Gleich beim Betreten des Ausstellungsraums fällt der Blick auf die Installation Feld, ein Zusammenspiel auf einer Edelstahlplatte von etwa 10.000 kleinen Opalglasröhren, gefertigt aus Röhren, die am Ofen geblasen worden sind, die die Künstlerin ins entsprechende Format zersägt und deren Ränder sie plan geschliffen hat. Welch verblüffend einfaches Konzept und welch einprägsame künstlerische Wirkung!
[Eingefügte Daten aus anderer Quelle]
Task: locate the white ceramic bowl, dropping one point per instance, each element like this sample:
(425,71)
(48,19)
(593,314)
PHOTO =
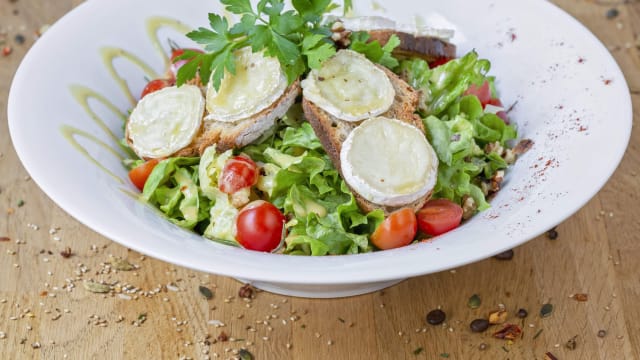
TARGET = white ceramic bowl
(570,97)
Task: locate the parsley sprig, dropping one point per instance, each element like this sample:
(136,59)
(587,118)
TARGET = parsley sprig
(297,38)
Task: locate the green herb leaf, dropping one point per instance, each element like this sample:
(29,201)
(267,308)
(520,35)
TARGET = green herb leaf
(297,38)
(237,6)
(373,50)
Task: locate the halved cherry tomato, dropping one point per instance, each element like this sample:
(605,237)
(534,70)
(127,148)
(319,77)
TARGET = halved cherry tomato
(238,173)
(483,92)
(155,85)
(397,230)
(176,65)
(139,174)
(439,216)
(260,226)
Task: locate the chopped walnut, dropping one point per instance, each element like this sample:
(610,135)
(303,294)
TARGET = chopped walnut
(469,207)
(523,146)
(340,36)
(508,332)
(496,181)
(498,317)
(509,156)
(484,186)
(240,197)
(494,147)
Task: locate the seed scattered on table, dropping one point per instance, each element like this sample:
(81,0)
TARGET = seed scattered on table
(19,39)
(479,325)
(246,291)
(572,343)
(522,313)
(508,332)
(546,310)
(474,301)
(612,13)
(206,292)
(580,297)
(498,317)
(505,255)
(436,317)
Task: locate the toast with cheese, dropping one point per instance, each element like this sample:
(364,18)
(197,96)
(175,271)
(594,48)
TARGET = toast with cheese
(333,131)
(234,135)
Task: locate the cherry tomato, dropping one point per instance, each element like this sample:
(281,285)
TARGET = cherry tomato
(139,174)
(439,216)
(238,173)
(260,226)
(175,66)
(397,230)
(155,85)
(483,92)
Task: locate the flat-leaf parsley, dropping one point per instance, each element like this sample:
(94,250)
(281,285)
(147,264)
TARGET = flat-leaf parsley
(297,38)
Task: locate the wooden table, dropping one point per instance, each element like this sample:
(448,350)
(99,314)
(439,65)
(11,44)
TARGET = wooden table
(46,313)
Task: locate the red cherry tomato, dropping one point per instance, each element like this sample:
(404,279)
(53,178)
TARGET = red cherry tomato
(260,226)
(483,92)
(155,85)
(238,173)
(139,174)
(176,65)
(439,216)
(397,230)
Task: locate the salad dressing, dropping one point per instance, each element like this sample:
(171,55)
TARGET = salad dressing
(83,94)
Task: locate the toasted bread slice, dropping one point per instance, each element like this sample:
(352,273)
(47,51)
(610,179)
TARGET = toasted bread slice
(233,135)
(332,132)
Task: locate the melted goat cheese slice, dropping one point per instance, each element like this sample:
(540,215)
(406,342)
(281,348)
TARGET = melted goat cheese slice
(349,87)
(257,84)
(389,162)
(165,121)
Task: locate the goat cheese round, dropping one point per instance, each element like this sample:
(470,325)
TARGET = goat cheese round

Ob aus der Nähe oder Ferne betrachtet, der Besucher versenkt sich in das Miteinander von mal transparenten, mal wolkig verschleierten Glasformen, von Licht- und Schattenreflexen, die über die gesamte Oberfläche tanzen, und unwillkürlich denkt er an die sonnenbeschienenen Felder ringsum von Gernheim. Denn lumen, lat., bedeutet nicht nur einfach Licht, sondern auch Tageslicht, Augenlicht, Lebenslicht.

 

Das Spiel mit dem Licht zieht sich durch die ganze Ausstellung. Bei dunkelfarbigen Kugelobjekten scheint es auf der Rundung zu verweilen, bei hellgrundigen schimmert es samtig-matt. Bei ineinander eingepassten Schalen wird es verschluckt, wobei der Blick des Betrachters in die Tiefe gezogen wird. Bei den zu einer Kugel fächerartig eingesteckten Trichtern, den Conical Formations, bricht es sich tausendfach - ein Effekt, der noch dadurch verstärkt wird, wenn das Glas wie bei Conical Formation 02 Craquelé in kaltem Wasser geschreckt, ohne es zerspringen zu lassen und danach wieder verwärmt worden ist. Überhaupt der Blick ins Innere eines Objekts und die Trichter oder Kegel, die in immer neuen Variationen auftauchen: Mal tut sich eine dunkle Höhlung vor dem Auge auf, mal ein blauer Farbfleck auf dem Grund eines Objekts, mal wölben sich unregelmäßige Nuppen unter der Wandung hervor, mal blinken Hohlkegel durch das transparente Glas hindurch. Es ist eindeutig, die Künstlerin sucht die Kontemplation, die Stille bei ihrer Arbeit, und einen der Wege dorthin könnten die konischen Trichter bahnen, die miniaturhaft an den Gernheimer Glashüttenturm erinnern.

 

In einem Gespräch sagte Veronika Beckh kürzlich, sie fürchte am Glas irgendwann zu zerbrechen, vor allem durch ihr Streben nach Perfektion und das ständige Bemühen, ihren Arbeitsplatz blitzsauber zu halten. Zieht deshalb Gernheim sie in seinen Bann, weil der gemauerte Hüttenturm sie gleichsam beschützt, damit sie nicht doch am Glas zerbricht und das Glas mit ihr?